Munique, 10 de fevereiro de 2008


10:00 AM

Violet Von Woodward estava em um quarto branco sentada em um canto, quando a enfermeira Hartz entrou com a bandeja de medicamentos. Era um quarto medíocre e mediano, tinha uma cama de solteiro, uma cômoda pequena e uma estante pequena com livros infantis, enquanto entrava luz solar por duas extremidades superiores gradeadas.

— Violet querida, trouxe seus remédios. — Indagou a moça, se aproximando.

A menina ignorou e continuou brincando com uma boneca velha.

— Sei que não vai me responder, apenas tome.

Sem sucesso. A garotinha se recusava firmemente a tomar os comprimidos, chegando a pôr as duas mãos na boca, enquanto a enfermeira lutava para que a obedecesse.

— Violet, se não tomar os comprimidos, você vai ficar mais doente. E você não quer ficar mais dodói não é? — Falava com passividade e doçura.

E novamente, sem sucesso.

— Vamos fazer um acordo então, certo? Se você tomar os remédios, eu trago sorvete para você amanhã. — Ela sorri, a fim de fazer a menina se sentir segura.

A garotinha, entusiasmada com a possibilidade de ganhar uma sobremesa, enfim se rendeu e tomou os comprimidos.

17:00 PM

A enfermeira Hartz acompanhava Violet por um corredor mal iluminado, estreito e que fedia a urina. Havia chegado o momento da primeira sessão com o Dr. Petrov, e a garota ainda estava um pouco cambaleante por conta dos fortes medicamentos.

'Toc', bateu na porta.

— Dr. Petrov, primeira sessão de Violet Von Woodward. — Indagou a jovem, entrando na sala.

— Obrigada enfermeira Hartz. Entre pequena, e sente-se na poltrona. — Falou com pouca emoção.

A menina se sentou, observando em volta, e ainda tonta, enquanto os batimentos cardíacos iam ficando mais acelerados.

— Como está se sentindo, pequenina? — Olhou-a por cima dos óculos.

— ...

— O que você quer? — Observou-a. — A minha prancheta?

A garota balança a cabeça em afirmação.

— Aqui. — O velho se levanta, entregando o objeto nas pequenas mãos da garota.

Violet começa a rabiscar, e em pouco tempo, surge um espiral.
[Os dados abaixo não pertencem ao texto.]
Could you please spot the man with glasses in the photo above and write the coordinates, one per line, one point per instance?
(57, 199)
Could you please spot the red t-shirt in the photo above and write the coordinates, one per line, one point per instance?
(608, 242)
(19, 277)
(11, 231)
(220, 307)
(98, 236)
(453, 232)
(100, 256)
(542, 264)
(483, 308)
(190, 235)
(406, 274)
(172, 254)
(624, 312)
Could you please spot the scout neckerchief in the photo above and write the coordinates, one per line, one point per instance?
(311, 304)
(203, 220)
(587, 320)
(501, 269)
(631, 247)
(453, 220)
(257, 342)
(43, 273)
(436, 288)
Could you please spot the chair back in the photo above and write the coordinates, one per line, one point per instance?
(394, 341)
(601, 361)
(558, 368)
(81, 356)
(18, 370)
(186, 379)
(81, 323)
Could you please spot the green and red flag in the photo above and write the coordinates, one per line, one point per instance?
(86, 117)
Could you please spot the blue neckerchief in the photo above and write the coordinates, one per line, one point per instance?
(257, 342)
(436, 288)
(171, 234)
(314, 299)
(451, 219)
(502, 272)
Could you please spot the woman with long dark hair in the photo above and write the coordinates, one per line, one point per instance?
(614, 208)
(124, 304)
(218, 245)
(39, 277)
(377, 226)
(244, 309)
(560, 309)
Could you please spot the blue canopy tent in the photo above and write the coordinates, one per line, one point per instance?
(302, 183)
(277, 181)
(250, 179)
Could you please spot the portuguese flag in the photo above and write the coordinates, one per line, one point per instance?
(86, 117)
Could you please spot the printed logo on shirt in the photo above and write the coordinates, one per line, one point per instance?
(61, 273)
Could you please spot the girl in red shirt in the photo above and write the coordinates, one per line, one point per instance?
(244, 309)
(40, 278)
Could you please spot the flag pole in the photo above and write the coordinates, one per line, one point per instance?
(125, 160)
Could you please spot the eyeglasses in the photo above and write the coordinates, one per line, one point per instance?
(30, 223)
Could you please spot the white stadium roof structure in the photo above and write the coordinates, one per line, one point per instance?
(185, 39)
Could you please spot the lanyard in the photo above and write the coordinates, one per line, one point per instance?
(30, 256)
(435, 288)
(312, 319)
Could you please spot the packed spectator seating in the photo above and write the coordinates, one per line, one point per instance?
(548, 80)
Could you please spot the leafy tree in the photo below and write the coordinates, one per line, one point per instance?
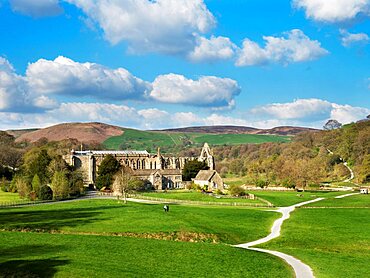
(45, 193)
(237, 191)
(107, 169)
(124, 183)
(23, 187)
(36, 161)
(60, 186)
(36, 184)
(76, 185)
(332, 124)
(191, 169)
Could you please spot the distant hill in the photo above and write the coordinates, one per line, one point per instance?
(83, 132)
(227, 129)
(169, 140)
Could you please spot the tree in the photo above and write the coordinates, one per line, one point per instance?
(107, 169)
(332, 124)
(36, 161)
(36, 184)
(124, 183)
(60, 186)
(23, 187)
(45, 193)
(191, 169)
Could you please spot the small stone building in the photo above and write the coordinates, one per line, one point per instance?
(209, 180)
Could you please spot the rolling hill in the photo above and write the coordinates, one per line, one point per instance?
(83, 132)
(170, 140)
(226, 129)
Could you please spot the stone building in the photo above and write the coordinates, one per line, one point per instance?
(163, 172)
(209, 180)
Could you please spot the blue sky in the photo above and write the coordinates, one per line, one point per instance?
(169, 63)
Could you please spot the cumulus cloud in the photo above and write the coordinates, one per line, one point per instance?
(14, 92)
(36, 8)
(332, 11)
(348, 38)
(67, 77)
(310, 111)
(208, 91)
(213, 49)
(165, 26)
(294, 47)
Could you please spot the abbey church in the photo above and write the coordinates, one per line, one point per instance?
(162, 172)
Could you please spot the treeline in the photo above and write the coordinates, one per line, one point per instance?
(38, 171)
(303, 162)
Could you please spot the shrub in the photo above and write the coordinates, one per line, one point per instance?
(237, 191)
(45, 193)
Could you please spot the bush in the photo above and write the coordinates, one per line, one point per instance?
(287, 183)
(45, 193)
(237, 191)
(261, 183)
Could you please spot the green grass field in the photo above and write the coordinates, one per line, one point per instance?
(148, 140)
(88, 238)
(361, 201)
(48, 255)
(6, 197)
(334, 242)
(200, 197)
(288, 198)
(226, 224)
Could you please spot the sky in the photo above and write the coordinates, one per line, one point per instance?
(152, 64)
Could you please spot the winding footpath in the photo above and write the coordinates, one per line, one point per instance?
(301, 270)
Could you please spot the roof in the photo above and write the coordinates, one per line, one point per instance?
(205, 175)
(128, 152)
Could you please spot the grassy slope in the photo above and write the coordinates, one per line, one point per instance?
(352, 201)
(288, 198)
(136, 139)
(334, 242)
(6, 197)
(231, 225)
(47, 255)
(196, 196)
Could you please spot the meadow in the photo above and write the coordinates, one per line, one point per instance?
(150, 140)
(104, 238)
(359, 201)
(108, 217)
(51, 255)
(7, 197)
(335, 242)
(199, 197)
(288, 198)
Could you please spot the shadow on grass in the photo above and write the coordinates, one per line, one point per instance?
(14, 262)
(50, 219)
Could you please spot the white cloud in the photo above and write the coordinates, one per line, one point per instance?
(208, 91)
(347, 114)
(14, 92)
(294, 47)
(36, 8)
(332, 11)
(348, 38)
(213, 49)
(67, 77)
(165, 26)
(308, 111)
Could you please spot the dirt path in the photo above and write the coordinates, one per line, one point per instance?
(301, 270)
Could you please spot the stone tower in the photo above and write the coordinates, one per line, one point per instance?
(207, 156)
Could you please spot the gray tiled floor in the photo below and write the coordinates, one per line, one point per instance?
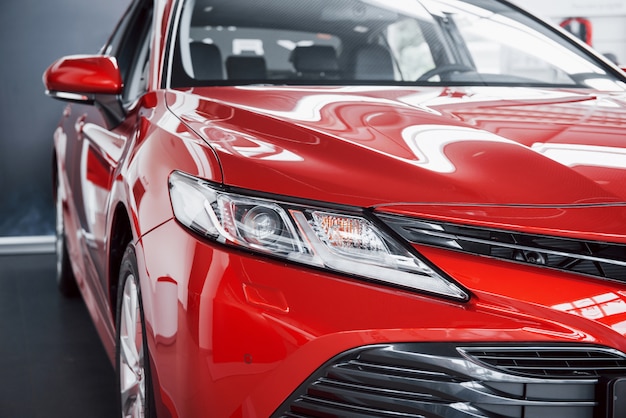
(52, 363)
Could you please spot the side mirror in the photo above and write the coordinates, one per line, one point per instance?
(87, 79)
(82, 77)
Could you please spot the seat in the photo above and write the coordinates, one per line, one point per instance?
(373, 62)
(246, 67)
(316, 61)
(207, 61)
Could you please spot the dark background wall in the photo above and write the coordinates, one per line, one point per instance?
(33, 33)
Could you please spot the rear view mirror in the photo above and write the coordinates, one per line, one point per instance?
(83, 77)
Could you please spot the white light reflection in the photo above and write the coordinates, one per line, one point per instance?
(427, 142)
(572, 155)
(598, 307)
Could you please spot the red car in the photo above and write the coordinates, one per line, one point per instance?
(373, 208)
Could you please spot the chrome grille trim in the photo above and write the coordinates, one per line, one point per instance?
(548, 362)
(593, 258)
(450, 381)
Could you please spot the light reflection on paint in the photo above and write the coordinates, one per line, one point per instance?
(573, 155)
(599, 307)
(427, 142)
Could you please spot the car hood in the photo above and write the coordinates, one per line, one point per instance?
(373, 146)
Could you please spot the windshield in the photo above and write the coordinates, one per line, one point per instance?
(452, 42)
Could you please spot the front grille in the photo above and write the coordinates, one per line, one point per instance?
(592, 258)
(443, 380)
(551, 363)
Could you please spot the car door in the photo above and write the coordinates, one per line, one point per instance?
(96, 139)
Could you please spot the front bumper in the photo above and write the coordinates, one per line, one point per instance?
(234, 334)
(448, 380)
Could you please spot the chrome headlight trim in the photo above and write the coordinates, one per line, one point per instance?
(344, 241)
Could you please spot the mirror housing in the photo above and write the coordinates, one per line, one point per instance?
(83, 76)
(87, 79)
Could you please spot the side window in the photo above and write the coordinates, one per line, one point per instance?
(130, 44)
(409, 46)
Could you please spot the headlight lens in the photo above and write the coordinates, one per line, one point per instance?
(343, 242)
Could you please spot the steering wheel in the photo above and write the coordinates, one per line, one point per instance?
(445, 69)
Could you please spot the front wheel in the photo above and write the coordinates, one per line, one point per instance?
(133, 365)
(66, 281)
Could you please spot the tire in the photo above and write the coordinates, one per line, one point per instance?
(134, 381)
(66, 282)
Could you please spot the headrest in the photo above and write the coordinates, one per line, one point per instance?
(315, 59)
(246, 67)
(373, 62)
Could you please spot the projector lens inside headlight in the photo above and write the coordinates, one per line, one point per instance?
(347, 243)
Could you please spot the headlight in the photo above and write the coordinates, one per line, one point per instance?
(340, 241)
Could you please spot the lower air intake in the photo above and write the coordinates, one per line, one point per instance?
(448, 381)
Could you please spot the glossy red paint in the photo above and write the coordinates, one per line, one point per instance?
(233, 333)
(95, 74)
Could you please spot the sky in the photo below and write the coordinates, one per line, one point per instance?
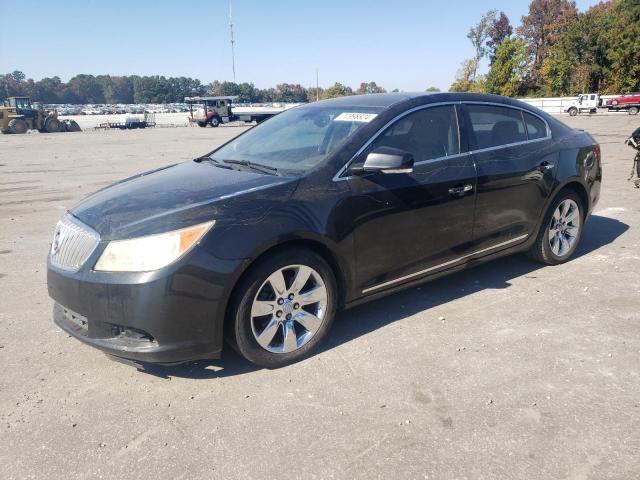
(404, 44)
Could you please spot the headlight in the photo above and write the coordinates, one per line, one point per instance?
(144, 254)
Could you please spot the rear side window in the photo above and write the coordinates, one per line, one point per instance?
(536, 128)
(427, 134)
(495, 126)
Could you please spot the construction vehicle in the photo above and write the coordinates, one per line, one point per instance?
(17, 115)
(217, 110)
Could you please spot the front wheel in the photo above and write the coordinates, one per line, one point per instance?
(284, 309)
(560, 231)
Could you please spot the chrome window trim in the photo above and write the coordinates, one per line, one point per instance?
(445, 264)
(338, 176)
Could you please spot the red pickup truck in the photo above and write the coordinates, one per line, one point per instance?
(630, 102)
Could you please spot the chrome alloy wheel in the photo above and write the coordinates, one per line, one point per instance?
(564, 228)
(288, 309)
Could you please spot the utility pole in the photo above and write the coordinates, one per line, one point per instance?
(233, 53)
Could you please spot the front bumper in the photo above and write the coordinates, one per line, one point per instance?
(163, 319)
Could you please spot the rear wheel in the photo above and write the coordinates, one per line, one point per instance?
(560, 231)
(285, 308)
(17, 126)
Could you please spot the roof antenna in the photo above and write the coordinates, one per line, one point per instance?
(233, 55)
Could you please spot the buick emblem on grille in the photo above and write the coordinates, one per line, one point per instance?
(57, 241)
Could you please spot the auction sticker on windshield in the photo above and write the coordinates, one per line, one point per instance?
(355, 117)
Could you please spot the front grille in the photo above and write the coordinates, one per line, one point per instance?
(73, 242)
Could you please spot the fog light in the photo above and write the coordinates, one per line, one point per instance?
(131, 333)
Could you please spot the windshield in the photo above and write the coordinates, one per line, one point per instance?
(299, 139)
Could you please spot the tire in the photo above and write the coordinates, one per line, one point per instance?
(52, 125)
(273, 329)
(17, 126)
(555, 245)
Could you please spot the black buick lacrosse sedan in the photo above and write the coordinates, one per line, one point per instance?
(319, 208)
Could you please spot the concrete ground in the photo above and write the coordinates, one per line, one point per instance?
(509, 370)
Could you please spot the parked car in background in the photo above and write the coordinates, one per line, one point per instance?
(586, 102)
(319, 208)
(629, 102)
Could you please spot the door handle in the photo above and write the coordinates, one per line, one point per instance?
(544, 166)
(460, 191)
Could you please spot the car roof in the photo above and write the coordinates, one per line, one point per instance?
(387, 100)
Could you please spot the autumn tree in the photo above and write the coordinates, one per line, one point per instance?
(542, 27)
(478, 35)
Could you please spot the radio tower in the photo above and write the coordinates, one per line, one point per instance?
(233, 53)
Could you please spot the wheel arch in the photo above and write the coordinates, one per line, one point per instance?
(579, 188)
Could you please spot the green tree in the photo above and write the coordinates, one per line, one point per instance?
(465, 76)
(499, 30)
(337, 90)
(509, 68)
(479, 34)
(369, 87)
(624, 52)
(577, 61)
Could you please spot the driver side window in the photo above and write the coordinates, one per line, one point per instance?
(427, 134)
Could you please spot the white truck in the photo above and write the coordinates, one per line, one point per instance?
(586, 102)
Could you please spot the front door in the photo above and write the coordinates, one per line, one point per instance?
(407, 225)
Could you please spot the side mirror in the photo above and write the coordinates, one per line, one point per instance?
(388, 160)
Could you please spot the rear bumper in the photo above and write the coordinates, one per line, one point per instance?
(167, 320)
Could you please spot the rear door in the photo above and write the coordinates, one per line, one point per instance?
(409, 224)
(515, 161)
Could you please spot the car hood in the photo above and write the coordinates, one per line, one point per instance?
(173, 197)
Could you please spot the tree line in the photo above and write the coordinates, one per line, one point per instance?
(108, 89)
(556, 50)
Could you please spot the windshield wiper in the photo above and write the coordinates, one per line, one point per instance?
(256, 166)
(217, 163)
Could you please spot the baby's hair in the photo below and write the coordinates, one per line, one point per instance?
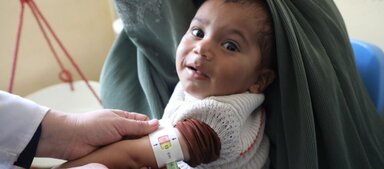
(265, 36)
— O que isso significa? — Questiona com curiosidade.

A garota começa a rabiscar tão forte que o papel se rasga em pedacinhos, enquanto o velho doutor permanece neutro e sentado com as mãos juntas.

Depois do pequeno ataque, a menina se sente desconfortável no ambiente, já que a cada longo e agonizante minuto o lugar ia ficando mais e mais obscuro.

As lentes do médico brilhavam na intensa escuridão que tinha se instaurado na sala, enquanto ela olhava para o pequeno abajur florido que estava ao seu lado e que mal iluminava dez porcento da sala.

Ela começava a ficar enjoada, e a sentir medo. O fétido odor começava a surgir em suas narinas, quando em um sobressalto o médico se levantou e caminhou até a extremidade mais escura da sala, em seguida, surgindo com um pirulito em mãos.

— Gosta de doces? Bem, tenho um monte desses. — Ele entrega um dos pirulitos a garotinha.

Ela olha para o pirulito, e para o velho gigante atrás, afirmando com a cabeça e pegando o doce com as pequeninas mãos trêmulas.

— Não fique com medo, ora, estou aqui para te ajudar, e, se você cooperar, te dou mais quantos docinhos quiser. — O velho sorri, e ela percebe os dentes amarelados e podres. — Vou te dar essa colher de chá hoje, nos vemos na próxima sessão.

19:00 PM

A enfermeira Hartz entrou na sala indo até Violet, e pegou em uma de suas mãos, guiando-a até o corredor. Agora mais mal iluminado, a garota sentia o medo crescente em seu peito enquanto era acompanhada até seu quarto, que ficava na parte leste do manicômio.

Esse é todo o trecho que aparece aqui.